Pelo projeto inicial de Anísio Teixeira, os municípios receberiam sua quota-parte com base na idade escolar dos alunos. Com a reformulação do projeto em 1996, os prefeitos passaram a receber do fundo pelo número de alunos matriculados. Daí já se deve imaginar: os prefeitos exigem dos gestores escolares que forcem os alunos a se matricularem. Com isso, cai a qualidade do ensino, mesmo com o aumento de investimentos.
É bom ressaltar que o principal motivo de evasão escolar é a reprovação. Em contrapartida, os prefeitos necessitam manter o número de alunos matriculados para não cair a arrecadação do fundo. E dois caminhos são possíveis: oferecer incentivos para melhorar a qualificação dos professores e a infraestrutura da escola ou baixam a qualidade do ensino, facilitando a aprovação dos alunos, criando uma geração de analfabetos funcionais. Nasce a aprovação automática, que diminui a evasão escolar, bem como a qualidade do ensino.
O que está ruim, sempre pode piorar. Em 2006 é criado o FUNDEB – o Fundo de Manutenção e Desenvolvimento da Educação Básica e de Valorização dos Profissionais da Educação (FUNDEB) atende toda a educação básica, da creche ao ensino médio. Substituto do Fundo de Manutenção e Desenvolvimento do Ensino Fundamental e de Valorização do Magistério (FUNDEF), que vigorou de 1997 a 2006, o FUNDEB está em vigor desde janeiro de 2007 e se estende até 2020. Este é o motivo para votação apressada da PEC.
Mais de 20 anos de financiamento da educação demonstram que o investimento e o desempenho dos alunos são inversamente proporcionais. E mesmo assim, sem qualquer debate público, sem uma avaliação quanto aos resultados pífios alcançados pelos FUNDEB, o cidadão por meio de pagamento de tributos, irá novamente financiar não apenas um modelo educacional fracassado, como também as campanhas eleitorais dos que agora aprovam a indigesta PEC. Diminui-se a qualidade do ensino, mas não diminui as verbas investidas.

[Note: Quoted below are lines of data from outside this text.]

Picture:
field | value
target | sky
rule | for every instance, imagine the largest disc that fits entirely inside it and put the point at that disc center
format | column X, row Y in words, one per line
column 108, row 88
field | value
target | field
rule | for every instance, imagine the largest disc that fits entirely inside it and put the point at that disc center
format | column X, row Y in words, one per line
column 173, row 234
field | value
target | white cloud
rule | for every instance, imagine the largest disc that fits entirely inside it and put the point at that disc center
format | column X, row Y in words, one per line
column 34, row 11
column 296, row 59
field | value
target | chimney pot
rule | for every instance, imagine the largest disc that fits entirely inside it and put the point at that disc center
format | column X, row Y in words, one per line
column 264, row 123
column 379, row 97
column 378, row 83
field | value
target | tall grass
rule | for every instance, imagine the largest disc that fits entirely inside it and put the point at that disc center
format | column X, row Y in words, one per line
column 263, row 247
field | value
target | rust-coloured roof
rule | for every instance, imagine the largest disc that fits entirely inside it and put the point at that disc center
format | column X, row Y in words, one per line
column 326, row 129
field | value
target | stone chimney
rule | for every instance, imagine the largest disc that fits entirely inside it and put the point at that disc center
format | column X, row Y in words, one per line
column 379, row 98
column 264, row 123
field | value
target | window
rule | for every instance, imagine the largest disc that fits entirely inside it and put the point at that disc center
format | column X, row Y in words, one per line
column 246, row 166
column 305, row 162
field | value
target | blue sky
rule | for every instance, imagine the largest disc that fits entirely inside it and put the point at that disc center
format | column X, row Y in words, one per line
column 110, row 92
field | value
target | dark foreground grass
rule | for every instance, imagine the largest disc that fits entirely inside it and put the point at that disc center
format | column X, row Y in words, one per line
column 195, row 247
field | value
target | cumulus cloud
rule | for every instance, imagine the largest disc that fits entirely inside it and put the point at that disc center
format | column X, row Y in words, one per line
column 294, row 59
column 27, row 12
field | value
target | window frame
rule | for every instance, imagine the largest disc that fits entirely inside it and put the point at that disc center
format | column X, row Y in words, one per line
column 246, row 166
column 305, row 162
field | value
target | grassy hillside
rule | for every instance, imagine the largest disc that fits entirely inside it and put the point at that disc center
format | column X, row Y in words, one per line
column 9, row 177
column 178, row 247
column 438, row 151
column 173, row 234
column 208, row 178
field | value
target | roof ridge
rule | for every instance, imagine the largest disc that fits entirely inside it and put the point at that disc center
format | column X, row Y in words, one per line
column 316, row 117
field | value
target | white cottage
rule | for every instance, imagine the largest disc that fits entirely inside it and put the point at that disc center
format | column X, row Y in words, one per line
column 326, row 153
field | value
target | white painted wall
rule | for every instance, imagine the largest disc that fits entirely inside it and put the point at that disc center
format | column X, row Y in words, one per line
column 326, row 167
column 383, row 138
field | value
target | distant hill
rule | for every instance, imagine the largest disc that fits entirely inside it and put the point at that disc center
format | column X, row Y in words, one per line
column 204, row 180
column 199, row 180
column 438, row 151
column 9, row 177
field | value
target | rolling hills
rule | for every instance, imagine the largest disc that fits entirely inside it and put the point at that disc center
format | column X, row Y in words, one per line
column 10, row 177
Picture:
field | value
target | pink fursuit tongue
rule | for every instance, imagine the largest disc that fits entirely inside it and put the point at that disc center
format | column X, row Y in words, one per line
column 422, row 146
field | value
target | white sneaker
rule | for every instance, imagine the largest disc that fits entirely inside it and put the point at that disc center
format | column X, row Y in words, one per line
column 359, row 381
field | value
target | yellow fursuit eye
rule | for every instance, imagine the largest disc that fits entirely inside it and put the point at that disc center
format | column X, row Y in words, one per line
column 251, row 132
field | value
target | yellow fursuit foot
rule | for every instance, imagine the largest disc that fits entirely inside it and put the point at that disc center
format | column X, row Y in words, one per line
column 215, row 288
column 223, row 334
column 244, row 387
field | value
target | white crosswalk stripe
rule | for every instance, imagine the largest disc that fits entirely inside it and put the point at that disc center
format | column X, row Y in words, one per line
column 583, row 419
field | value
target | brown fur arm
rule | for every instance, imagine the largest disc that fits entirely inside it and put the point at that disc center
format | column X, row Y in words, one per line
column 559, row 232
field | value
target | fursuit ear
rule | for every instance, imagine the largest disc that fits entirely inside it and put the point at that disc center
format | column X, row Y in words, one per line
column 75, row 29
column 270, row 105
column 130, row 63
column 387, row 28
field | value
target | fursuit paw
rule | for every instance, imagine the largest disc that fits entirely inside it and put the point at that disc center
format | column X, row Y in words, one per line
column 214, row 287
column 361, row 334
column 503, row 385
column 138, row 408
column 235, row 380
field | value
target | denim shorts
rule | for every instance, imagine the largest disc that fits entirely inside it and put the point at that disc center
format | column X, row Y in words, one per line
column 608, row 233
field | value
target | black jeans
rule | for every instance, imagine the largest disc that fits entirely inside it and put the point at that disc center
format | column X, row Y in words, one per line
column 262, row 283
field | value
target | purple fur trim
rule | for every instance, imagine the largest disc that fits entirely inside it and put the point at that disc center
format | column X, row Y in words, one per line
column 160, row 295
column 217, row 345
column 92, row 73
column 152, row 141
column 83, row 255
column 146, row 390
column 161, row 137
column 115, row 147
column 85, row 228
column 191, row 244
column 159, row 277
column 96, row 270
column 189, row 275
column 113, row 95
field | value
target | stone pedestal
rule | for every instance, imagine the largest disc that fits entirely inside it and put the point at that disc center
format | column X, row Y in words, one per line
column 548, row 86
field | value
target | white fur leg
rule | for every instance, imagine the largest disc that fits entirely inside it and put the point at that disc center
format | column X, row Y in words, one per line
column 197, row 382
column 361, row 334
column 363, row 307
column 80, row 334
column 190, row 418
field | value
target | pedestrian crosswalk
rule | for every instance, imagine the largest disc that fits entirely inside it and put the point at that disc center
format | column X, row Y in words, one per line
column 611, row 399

Cabe um voto de louvor aos inestimáveis esforços que nossos professores empregam para manter seus empregos e motivação para estarem em sala de aula. E mesmo assim tão desprezados e muitas vezes acusados injustamente. Nossos Mestres são diariamente pressionados por gestores para não reprovarem alunos, refazerem provas até que o aluno atinja a nota mínima para aprovação e até chegando ao cúmulo de imprimirem nota para que aluno não seja reprovado e diminua a arrecadação do FUNDEB. Os professores são vítimas do sistema.
Aumentar o repasse da União dos atuais 10% para 23% em 2026 não resolverá a crise educacional. A melhoria da qualidade da educação no Brasil exige primeiro uma avaliação de todo sistema, revisão do critério de distribuição e estabelecimento de critérios pedagógicos sem envolvimento ideológico. A constitucionalização de um fundo público é apenas mais uma jabuticaba incutida na imorta Constituição Federal, que dificultará as urgentes mudanças na educação. Não se pode levar a sério uma Constituição que nasceu com 250 artigos, em pouco mais de 30 anos já possui mais de 106 emendas – novos artigos – e é remendada semanalmente pelo STF.
Sérgio Augusto Costa é Advogado, especialista em Direito Penal, Processo Penal e Eleitoral.